La presencia del castaño aquí se explica por un microclima muy concreto. Este árbol necesita temperaturas suaves y una elevada humedad, condiciones poco habituales en la Sierra Norte. Sin embargo, en el término de Constantina encuentra su espacio ideal en la zona norte del municipio, entre los 600 y los 800 metros de altitud, donde las umbrías y la orientación de los valles generan las condiciones óptimas para su desarrollo. Este detalle lo convierte en un auténtico «bosque fuera de lugar», una rareza botánica en medio de un entorno dominado por encinas y alcornoques.

Aunque el castaño fue introducido en la península Ibérica por los romanos, no llegó a la Sierra Norte de Sevilla hasta la Edad Media, tras la conquista cristiana. Desde entonces, su presencia ha permanecido limitada y muy fragmentada. En Constantina aparece distribuido en pequeñas masas de alrededor de una hectárea, mezclado en algunos casos con alcornoques, quejigos, robles melojos y un estrato arbustivo que aporta aún más diversidad. En las zonas donde este matorral está bien desarrollado, el entorno acoge además una fauna muy interesante, con especies como el meloncillo, las culebras bastarda y de collar y el lagarto ocelado, que encuentran refugio en este ecosistema tan característico.

El castañar no es solo un espacio natural de gran valor, sino también un recurso tradicional dentro del aprovechamiento forestal del Parque Natural. Su gestión varía según el destino del árbol: cuando se orienta a la producción de fruto, se prioriza el porte y la vitalidad; mientras que los ejemplares destinados a la obtención de varas presentan un aspecto mucho más reducido.

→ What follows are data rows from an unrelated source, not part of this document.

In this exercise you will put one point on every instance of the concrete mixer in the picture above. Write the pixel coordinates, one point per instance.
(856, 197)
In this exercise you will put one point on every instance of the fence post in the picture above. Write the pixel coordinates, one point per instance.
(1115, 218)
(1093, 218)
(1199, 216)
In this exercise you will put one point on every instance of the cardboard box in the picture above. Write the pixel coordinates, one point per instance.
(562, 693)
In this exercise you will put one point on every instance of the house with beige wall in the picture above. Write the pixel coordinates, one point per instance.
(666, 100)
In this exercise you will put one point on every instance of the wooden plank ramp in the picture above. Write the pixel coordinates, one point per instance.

Estas varas, utilizadas tradicionalmente para sacudir los olivos durante la recolección, proceden de las llamadas matas de castaño, cepas que pueden alcanzar hasta cuatro metros de diámetro y que generan varetas alrededor. La extracción se realiza en turnos de cinco años y mantiene aún un carácter artesanal. En épocas pasadas también se aprovechó su madera para vigas, elementos de construcción e incluso tonelería.

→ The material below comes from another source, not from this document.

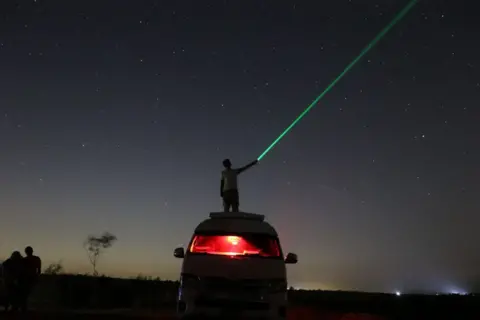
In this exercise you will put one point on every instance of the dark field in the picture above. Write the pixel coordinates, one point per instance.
(83, 297)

Visitar este lugar tan especial es sencillo y está al alcance de cualquiera. El acceso es completamente libre y la mejor manera de recorrerlo es siguiendo el «Sendero de Los Castañares», una ruta circular de siete kilómetros que rodea la zona principal del bosque. El camino parte del camino de las Erillas, al final de la calle del Venero, ya dentro del casco urbano de Constantina. Es una ruta cómoda, muy agradable y especialmente recomendable durante el otoño, cuando el bosque se cubre de tonos ocres y dorados que convierten el paisaje en un espectáculo natural.